This week we lit our torches, grabbed our pitchforks (mine is made by Dell) and joined the mob. The evidence of our rage is all over the web. Here’s why another billion-plus fine is the last thing that we should be hoping for.
VW Is Firing People From the Top Down
Contrary to the reports that VW immediately worked with EPA after the facts became clear, the company stonewalled European researchers and regulators, and then the EPA, until the EPA finally threw up its hands and told VW it simply would not approve their 2016 models for sale in the U.S. The myth that VW executives didn’t know about this is further disproven now that the board has fired multiple department heads and the top dog resigned or was forced out. Think back to the recent GM, Hyundai, and Toyota scandals. How many CEOs were canned. Zero by my count. VW’s board also released a statement saying it would itself refer the matter to German prosecutors for legal action. In other words, “turn itself in.” Quite the opposite of GM who hired a professional “smoother-over” to handle the dirty work and hand out sacks of cash. Everyone that gets caught doing wrong has the instinct to try to get away, VW was no different. However, now that the truth is out, the company seems to be doing something very unusual.
VW Employs Americans
Unless you write about cars for a living you may not realize that VW is a very small automaker in terms of sales in the U.S. It isn’t for a lack of trying. The company began making cars in North America long ago and moved its Passat production to Chattanooga, Tennessee about six years ago. The company has dealership employees, designers, and folks turning wrenches in the plants who deposit their checks in the local bank, buy homes and make tax payments. I’ve met some of them. Nobody in the U.S. wins if VW is fined out of business.
VW Makes Cars People Love
Yup, the diesels are dirty. We’ve all known this a long, long time. Please don’t pretend to be shocked. Rebranding them “clean diesel” wasn’t VW’s idea alone. The other German automakers and even the U.S. automakers all hopped on board because the EPA’s fuel economy regulations have scared them to death. They want and need any and all tools to meet the requirements. Setting aside the soot and NOx spewers, VW makes cars that many Americans, and pretty much all of the rest of the world, love. The Golf, Jetta SportWagen, Beatle, GTI, Passat and other cars in the lineup have legions of loyal fans. The Audi folks make some classy rollers and lead in the premium compact segment.

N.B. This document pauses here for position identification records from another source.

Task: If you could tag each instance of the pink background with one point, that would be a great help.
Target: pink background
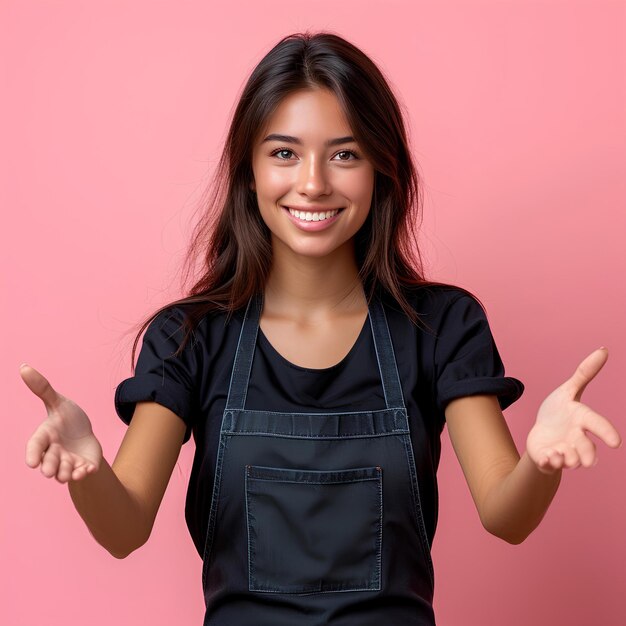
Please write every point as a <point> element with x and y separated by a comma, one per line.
<point>114,114</point>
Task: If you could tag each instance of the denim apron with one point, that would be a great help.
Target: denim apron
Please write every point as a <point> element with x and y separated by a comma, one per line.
<point>315,518</point>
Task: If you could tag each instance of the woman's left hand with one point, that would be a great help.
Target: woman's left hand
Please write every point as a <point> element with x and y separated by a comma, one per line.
<point>560,437</point>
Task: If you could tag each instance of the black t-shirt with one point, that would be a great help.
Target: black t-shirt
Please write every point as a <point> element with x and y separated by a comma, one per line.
<point>456,356</point>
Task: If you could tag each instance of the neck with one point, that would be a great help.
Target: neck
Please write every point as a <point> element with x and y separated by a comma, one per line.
<point>313,288</point>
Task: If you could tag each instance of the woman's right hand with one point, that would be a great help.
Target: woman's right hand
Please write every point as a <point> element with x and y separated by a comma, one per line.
<point>63,444</point>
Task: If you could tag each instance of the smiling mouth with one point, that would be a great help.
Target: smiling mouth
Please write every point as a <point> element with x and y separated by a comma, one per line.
<point>313,216</point>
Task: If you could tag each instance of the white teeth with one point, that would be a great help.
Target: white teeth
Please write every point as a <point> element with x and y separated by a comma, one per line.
<point>308,216</point>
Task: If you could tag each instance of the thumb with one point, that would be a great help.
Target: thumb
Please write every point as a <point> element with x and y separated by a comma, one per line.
<point>586,371</point>
<point>39,385</point>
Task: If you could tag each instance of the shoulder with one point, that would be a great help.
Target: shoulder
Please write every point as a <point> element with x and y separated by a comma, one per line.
<point>435,303</point>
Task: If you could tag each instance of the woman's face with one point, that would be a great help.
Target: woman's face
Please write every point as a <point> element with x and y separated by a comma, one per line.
<point>313,183</point>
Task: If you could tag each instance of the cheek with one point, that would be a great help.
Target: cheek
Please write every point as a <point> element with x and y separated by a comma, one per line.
<point>271,181</point>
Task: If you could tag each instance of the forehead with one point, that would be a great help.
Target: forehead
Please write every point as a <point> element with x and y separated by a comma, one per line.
<point>308,113</point>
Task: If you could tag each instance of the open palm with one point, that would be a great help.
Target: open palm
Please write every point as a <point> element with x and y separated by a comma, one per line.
<point>64,443</point>
<point>560,436</point>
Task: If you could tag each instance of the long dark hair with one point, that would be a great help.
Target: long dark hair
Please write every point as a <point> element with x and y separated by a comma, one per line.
<point>231,243</point>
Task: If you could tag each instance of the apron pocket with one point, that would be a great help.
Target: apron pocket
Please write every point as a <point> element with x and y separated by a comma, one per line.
<point>314,531</point>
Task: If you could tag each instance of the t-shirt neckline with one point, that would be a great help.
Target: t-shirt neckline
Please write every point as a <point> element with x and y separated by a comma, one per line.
<point>316,370</point>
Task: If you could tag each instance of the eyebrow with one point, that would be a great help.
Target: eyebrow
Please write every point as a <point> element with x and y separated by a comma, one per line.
<point>290,139</point>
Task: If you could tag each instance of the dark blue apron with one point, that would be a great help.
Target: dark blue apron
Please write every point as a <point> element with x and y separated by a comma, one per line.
<point>315,517</point>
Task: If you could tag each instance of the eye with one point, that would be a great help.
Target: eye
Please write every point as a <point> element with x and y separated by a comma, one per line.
<point>347,152</point>
<point>282,151</point>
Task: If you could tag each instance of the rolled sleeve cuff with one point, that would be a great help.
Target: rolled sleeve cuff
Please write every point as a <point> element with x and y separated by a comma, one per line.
<point>507,388</point>
<point>151,387</point>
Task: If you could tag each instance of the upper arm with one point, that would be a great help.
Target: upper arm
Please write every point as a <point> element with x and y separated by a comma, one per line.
<point>147,455</point>
<point>482,442</point>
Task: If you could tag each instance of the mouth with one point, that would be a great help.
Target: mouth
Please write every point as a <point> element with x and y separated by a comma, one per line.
<point>311,215</point>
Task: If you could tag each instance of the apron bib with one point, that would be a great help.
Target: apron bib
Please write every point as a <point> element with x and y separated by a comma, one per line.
<point>315,518</point>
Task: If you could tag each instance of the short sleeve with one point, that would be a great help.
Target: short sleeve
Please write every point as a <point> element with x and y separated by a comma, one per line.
<point>467,359</point>
<point>159,375</point>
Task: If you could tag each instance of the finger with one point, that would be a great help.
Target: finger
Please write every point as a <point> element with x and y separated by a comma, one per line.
<point>599,426</point>
<point>81,471</point>
<point>50,461</point>
<point>39,385</point>
<point>550,461</point>
<point>64,473</point>
<point>586,450</point>
<point>36,446</point>
<point>571,460</point>
<point>586,371</point>
<point>555,460</point>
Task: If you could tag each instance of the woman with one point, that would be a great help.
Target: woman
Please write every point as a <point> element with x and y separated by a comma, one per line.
<point>316,367</point>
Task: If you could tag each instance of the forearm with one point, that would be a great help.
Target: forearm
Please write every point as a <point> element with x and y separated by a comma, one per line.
<point>517,503</point>
<point>112,514</point>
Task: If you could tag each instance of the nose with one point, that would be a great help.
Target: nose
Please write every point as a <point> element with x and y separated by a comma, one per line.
<point>313,178</point>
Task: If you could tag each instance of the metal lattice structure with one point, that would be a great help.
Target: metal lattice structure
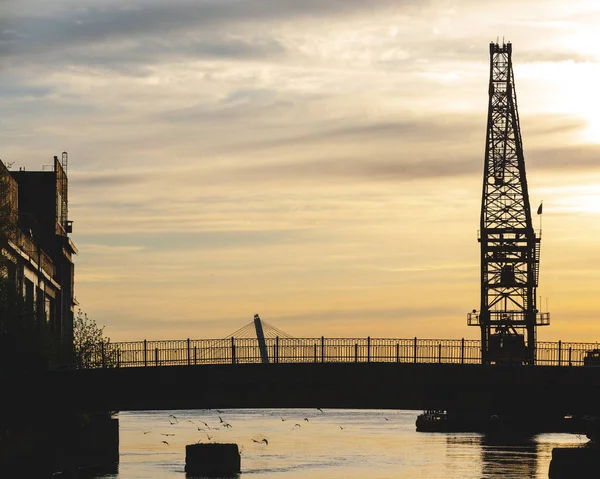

Fines Don’t Hit the Wrong-Doers
Do you think the people that screwed up at GM were harmed by the recent $900 million dollar fine? We bailed out GM to the tune of $11 billion a handful of years ago and then gave the “new” GM, the old GM’s $45 billion in tax credits. Toyota was the most profitable automaker on the planet before its $1.2 billion fine. And it was the most profitable after the fine. How about a new idea? Let’s find the people that made the decisions to cheat on emissions and put them in jail and fine them personally. Why hurt Joe Lunchbucket, and the millions of hard-working people all over the world with VW stock in their retirement IRA mutual funds or whose pensions hold VW stock? What did they do wrong?
Is it too much to hope the individuals at VW that cheated are found and punished and the rest of the company left to continue making cars and creating jobs?